Katie McGee blistered the Observatory Mesa course to record the fastest women's 10K in five years, and Chris Gomez held off a challenge from Anthony Masayesva to repeat as men's champion at the Sacred Mountain Prayer Run on Saturday.
Some 400 runners, including many from the Navajo and Hopi reservations, took part in the 10K, 5K or 2K fun run at the 34th annual event, sponsored by Native Americans for Community Action. Participants were exhorted by eventual fourth-place 10K finisher Caroline Sekaquaptewa at the start line to run happy; run with prayer in your heart.
That feeling of gratitude pervaded the race, as runners streamed up the mesa from Thorpe Park.
"I love this race and this community and how they appreciate life," said McGee, whose time of 41:18 was more than 3 1/2 minutes ahead of runner-up Stephanie Hunt and the fastest women's time since Kristina Vegh clocked a 39:27 in 2012.
McGee, who coaches for McMillan Racing and teaches online English for Hibbing Community College in her native Minnesota, invoked President Trump's pulling out of the Paris Climate Agreement when affirming the mindset of the Sacred Mountain run.
"We rely on our Native American people to protect the earth because we're not doing it," she said.
A collegiate runner at Montana State, McGee remembers being smitten with Flagstaff when they would compete here.
"We came down here and I thought, 'This place is paradise,'" she said, vowing to return here someday.
She did, to get her master's at Northern Arizona.
After competing for the racing team of Greg McMillan, who placed fourth Saturday, she eventually got her chance to return more permanently in 2015 when she became one of his coaches.
In the men's race, the notorious pace-pusher Gomez gave way to Masayesva for the first half of the race.

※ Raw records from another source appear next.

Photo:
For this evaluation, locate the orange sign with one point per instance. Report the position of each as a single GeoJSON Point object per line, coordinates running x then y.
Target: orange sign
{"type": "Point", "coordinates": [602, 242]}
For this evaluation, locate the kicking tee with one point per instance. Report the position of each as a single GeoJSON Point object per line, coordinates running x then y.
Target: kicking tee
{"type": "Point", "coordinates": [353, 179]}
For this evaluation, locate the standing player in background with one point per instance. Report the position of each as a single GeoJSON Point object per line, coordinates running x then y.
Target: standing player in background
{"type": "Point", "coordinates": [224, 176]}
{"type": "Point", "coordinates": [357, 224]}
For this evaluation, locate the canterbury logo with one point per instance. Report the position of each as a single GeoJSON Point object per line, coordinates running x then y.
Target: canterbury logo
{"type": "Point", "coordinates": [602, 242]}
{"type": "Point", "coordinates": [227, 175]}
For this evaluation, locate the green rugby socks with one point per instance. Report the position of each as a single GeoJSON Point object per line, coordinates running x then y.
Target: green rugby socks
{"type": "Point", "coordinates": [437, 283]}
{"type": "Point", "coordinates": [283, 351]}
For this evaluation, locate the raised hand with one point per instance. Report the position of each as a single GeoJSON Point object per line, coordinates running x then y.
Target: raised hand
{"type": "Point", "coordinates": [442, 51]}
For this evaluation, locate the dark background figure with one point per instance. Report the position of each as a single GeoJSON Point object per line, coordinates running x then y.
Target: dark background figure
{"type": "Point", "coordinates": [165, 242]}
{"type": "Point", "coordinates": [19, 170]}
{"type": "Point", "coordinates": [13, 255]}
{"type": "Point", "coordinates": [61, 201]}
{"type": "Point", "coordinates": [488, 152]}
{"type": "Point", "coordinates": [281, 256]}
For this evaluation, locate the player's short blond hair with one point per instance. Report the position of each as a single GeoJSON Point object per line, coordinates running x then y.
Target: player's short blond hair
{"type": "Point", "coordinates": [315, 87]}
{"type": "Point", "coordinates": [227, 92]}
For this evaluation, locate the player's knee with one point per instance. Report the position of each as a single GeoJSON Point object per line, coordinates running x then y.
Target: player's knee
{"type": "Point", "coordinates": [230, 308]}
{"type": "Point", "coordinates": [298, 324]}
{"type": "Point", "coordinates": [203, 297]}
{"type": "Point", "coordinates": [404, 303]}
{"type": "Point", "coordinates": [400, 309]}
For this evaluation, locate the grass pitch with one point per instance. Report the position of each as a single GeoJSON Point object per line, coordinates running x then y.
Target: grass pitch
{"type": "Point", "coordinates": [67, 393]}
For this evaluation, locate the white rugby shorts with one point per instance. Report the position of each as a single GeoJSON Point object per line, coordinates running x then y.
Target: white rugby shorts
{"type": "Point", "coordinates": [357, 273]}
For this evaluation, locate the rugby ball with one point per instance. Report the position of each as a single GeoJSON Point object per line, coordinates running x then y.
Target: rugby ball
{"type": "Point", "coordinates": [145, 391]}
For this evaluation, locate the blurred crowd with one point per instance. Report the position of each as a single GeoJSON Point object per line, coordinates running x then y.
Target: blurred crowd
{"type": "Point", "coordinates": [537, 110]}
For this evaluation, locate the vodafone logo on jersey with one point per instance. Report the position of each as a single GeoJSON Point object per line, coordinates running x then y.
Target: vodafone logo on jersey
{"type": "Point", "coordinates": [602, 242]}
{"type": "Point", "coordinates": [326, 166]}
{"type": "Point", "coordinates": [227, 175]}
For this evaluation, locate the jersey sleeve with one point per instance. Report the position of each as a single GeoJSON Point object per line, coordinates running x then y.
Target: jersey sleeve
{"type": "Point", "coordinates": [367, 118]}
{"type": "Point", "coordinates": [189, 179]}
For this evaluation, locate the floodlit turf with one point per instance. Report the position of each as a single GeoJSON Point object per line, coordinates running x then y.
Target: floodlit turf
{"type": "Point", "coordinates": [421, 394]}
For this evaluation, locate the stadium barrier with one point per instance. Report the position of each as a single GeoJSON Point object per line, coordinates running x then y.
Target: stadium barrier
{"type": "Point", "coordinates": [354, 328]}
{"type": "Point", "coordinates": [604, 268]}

Masayesva's hamstring slowed him on the downhill second half of the race and he faded to eighth. But he earned the champion's respect.
"This is one of my favorite courses of the series because of the tough uphill start," Gomez said. "I think it takes a lot of mental and physical grit to get through this course because there is no place to let up or relax. It was fun having someone to chase for a few miles there, and I respect and appreciate the effort Anthony put in those first few miles."
Masayesva, a Navajo-Hopi runner who competed for state champion Tuba City and national junior college champion Central Arizona College, received recognition during the awards ceremony with his brother Brian, who passed him to finish sixth. The importance of twins in native culture was acknowledged as a "blessing."
Anthony, who was the 5K winner last year, pointed out that the Hero Twins in Navajo culture destroyed the monsters in the Navajo creation story.
"The uphill really causes you to push yourself," he said. "And I like the cultural aspect to it. There were lots of native people and seeing distant relatives, clan-wise. At the end of the day, (the event) is about a bigger purpose than ourselves."
Anthony plans to run the Big Brother Big Sister Half Marathon, and some of that course is the same as the Sacred Mountain run.
"Hopefully, I'll take some of this experience and apply it there," he said.
The twins have run and lived together their whole lives, but this fall, Brian will attend Bacone (Okla.) College, while Anthony will go to NAU. The two joked about life as twins.
"Life's a competition," Brian said. "Everything's a competition."
Marj Haas, in the 70-and-older division, was the final 10K finisher. In this race, the final finisher is praised as the person who was able to have the longest prayer.